It has been widely reported that medium household incomes were up 5.2% to $56,500 in 2015. Furthermore the lower income quintiles have gained the most. This is very good news.
But this new peak is below the previous peak of $57,400 in 2007, before the Great Recession started, which in turn is below the absolute peak of $57,900 in 1999. Now look at economic growth more broadly.
The second chart shows the annual rate of real (i.e. inflation adjusted) GDP growth, by expansion period, all the way back to 1949. What is most striking is that growth has been steadily decreasing over this entire time period and is now down to an average rate of just 2% during the current recovery. There is really only one way to reverse this steep decline. It is to return to proven fundamentals as well explained by the economist, John Cochrane. In summary:
- There is only one source of growth. Nothing other than productivity matters in the long run. And, unfortunately, the business investment which leads to gains in productivity is way down.

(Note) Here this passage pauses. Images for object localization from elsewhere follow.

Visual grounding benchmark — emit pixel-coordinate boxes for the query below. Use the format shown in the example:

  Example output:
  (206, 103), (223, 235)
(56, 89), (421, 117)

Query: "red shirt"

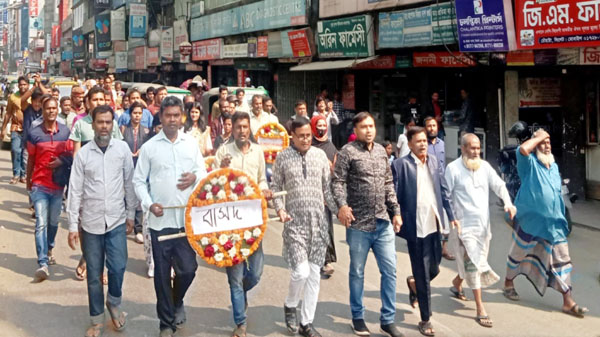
(27, 123), (73, 190)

- The vast expansion in regulation is the most obvious change in public policy accompanying America’s growth slowdown.
- The basic structure of growth-oriented tax reform is lower marginal rates paid for by removing exemptions and loopholes. A high corporate tax rate hurts workers more than anyone else.
- Solving our immigration problem would turn 11 million illegal immigrants into productive citizens. Guest worker and e-Verify enforcement are fixable problems.
- International trade with strict reciprocity between trading partners will benefit almost everyone. Manufacturing workers who lose their jobs to foreign competition need robust retraining programs for the many manufacturing jobs which still exist.
Conclusion. Faster economic growth is imminently doable. Just follow tried and true economic fundamentals!